Heh, I actually wrote that as a quickie.  If you look at it, don't laugh!

>   $ gcc -O -Wall fiemap-test.c
>   fiemap-test.c: In function 'show_extents_table':
>   fiemap-test.c:138:9: warning: variable 'last_logical' set but not used \
>     [-Wunused-but-set-variable]
> 
> Note that here I'm using 1..31, not 1..21:
> 
>   $ rm -f j1 j2; perl -e 'BEGIN{$n=7*1024; *F=*STDOUT}' \
>     -e 'for (1..31) { sysseek (*F, $n, 1)' \
>     -e '&& syswrite (*F, chr($_)x$n) or die "$!"}' > j1
>   $ cp --sparse=always j1 j2 && cmp j1 j2
> 
> Uh oh.  du reports different sizes:
> 
>   $ du -sh j1 j2
>   504K    j1
>   632K    j2

so 128k more space (32 4k blocks) allocated in j2.

But that's fine.  A filesystem can allocate as it wishes, for efficiency, and 
that's just what xfs is doing.

http://oss.sgi.com/bugzilla/show_bug.cgi?id=822

> Not only that, but note how the sizes are *larger*
> than raw byte counts.  This means there's a hole at EOF:
> 
>   $ wc -c j1 j2
>   444416 j1
>   444416 j2

I'm not sure I get the "hole at EOF" conclusion...?

> Here's the result of running fiemap-test:
> 
>   $ {./a.out -r j1; ./a.out -r j2}|sed 's/:   /:/g'
>   Extent   0: logical:    4096 physical: 4272128 length:  126976 flags 0x000
>   Extent   1: logical:  135168 physical: 4403200 length:  389120 flags 0x001
>   Extent   0: logical:    4096 physical: 4792320 length:  126976 flags 0x000
>   Extent   1: logical:  135168 physical: 5193728 length:  520192 flags 0x001
> 
> No wonder those final "length" numbers differed.

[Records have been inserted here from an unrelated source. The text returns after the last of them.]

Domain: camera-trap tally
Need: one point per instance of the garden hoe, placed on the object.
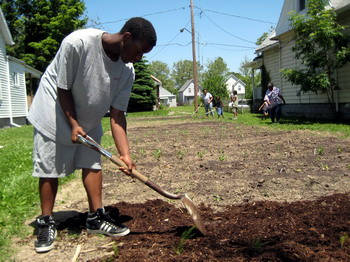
(191, 208)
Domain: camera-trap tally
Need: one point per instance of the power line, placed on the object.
(248, 47)
(237, 16)
(227, 31)
(156, 13)
(176, 44)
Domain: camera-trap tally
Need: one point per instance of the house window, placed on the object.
(15, 78)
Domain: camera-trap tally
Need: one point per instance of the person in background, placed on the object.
(265, 108)
(234, 99)
(275, 100)
(208, 103)
(91, 73)
(219, 107)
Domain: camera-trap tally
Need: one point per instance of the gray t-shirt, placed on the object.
(96, 83)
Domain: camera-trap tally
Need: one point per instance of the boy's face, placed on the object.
(133, 50)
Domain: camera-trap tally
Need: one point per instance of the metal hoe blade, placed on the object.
(194, 212)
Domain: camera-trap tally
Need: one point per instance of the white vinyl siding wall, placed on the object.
(4, 94)
(343, 74)
(18, 91)
(271, 62)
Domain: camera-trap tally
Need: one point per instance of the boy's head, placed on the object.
(138, 38)
(140, 29)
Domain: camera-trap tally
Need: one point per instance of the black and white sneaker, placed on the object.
(100, 223)
(46, 234)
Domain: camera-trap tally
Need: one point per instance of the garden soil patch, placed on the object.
(264, 195)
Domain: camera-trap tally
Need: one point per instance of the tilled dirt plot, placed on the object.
(264, 194)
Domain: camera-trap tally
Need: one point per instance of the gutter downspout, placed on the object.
(9, 90)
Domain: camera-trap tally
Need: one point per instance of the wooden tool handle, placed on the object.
(135, 173)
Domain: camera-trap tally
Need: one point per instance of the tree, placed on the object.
(264, 36)
(39, 26)
(321, 47)
(143, 95)
(218, 67)
(161, 71)
(216, 86)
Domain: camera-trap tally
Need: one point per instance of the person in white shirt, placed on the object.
(275, 100)
(91, 73)
(208, 104)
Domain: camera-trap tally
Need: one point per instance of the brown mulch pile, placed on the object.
(261, 231)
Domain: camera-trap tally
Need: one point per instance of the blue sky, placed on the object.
(224, 28)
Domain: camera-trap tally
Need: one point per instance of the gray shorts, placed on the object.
(55, 160)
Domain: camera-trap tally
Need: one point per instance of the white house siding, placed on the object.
(4, 93)
(343, 74)
(271, 62)
(18, 91)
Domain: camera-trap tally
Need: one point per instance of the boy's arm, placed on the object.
(67, 103)
(118, 127)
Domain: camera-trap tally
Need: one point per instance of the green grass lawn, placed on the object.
(19, 198)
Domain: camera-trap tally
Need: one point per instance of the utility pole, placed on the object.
(195, 74)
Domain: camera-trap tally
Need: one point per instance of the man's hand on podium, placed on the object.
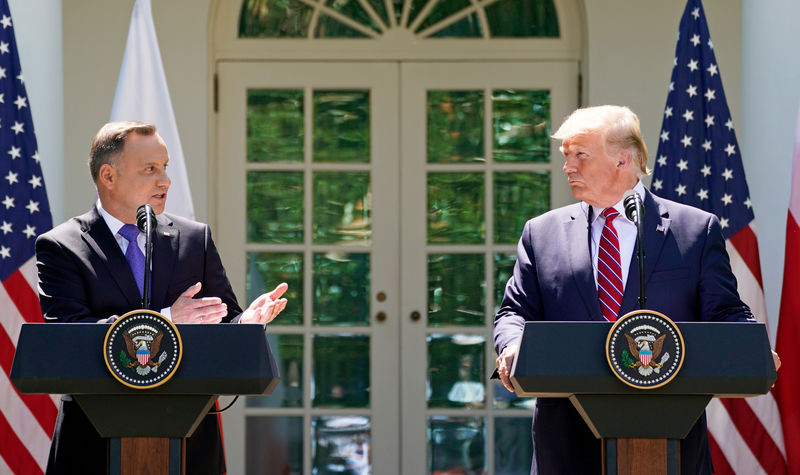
(265, 308)
(504, 363)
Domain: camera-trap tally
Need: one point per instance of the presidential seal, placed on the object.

bugs in that tester are also possible.  :(  I need to do a cleanroom mapping 
tool from scratch and send it to util-linux-ng, I think.

> This looks like an XFS bug.

so the 2nd/last extent has 128k more length, which matches the change in disk 
space usage.

but the last extent's logical start + length doesn't match the file size in 
either case does it?

Still not convinced of an xfs bug ;)

but I need to get an F15/rawhide system and just poke at this stuff myself a 
bit to be sure of what's going on.

So far I see unique allocator behavior, but not a bug.

>>>> There is a 4K hole at the start of each block which seems a bit strange.
>>>> Why are "3 extents found" but only 2 listed?
>>>> The last extent seems too long in both cases,
>>>> but that at least wouldn't cause cp to corrupt a copy.
>>>
>>> mkfs shows it used 4k blocks:
>>
>> Ah OK that explains how it can handle a 4K hole.
>> The file system must be using a higher level size (128K)
>> in certain cases, for performance reasons I suppose.

That's about right - it's not really "using 128k" but there is a speculative 
EOF allocation in xfs, so extending the file by hole/data/hole/data, I think 
the holes may get soaked up by that speculative allocation past EOF.

> I see what you mean.  If you assume XFS holes must be a multiple of 4KiB

they must be a multiple of the fs block size; true of any filesystem.

> in length and are detected only when they start on a 128KiB boundary,

128k is just how it came out this time.

As I said in the other reply, don't try to reverse engineer fs allocator 
decisions in your tests...

-Eric

> that would explain why the above has only two: one at the beginning,
> and the other at the 128K mark (it's 2K into a 7K sequence of NULs).
> The 256KiB boundary does fall in a sequence of 0's, but there's 4KiB
> before and only 3KiB after that point, so it's too short for a hole.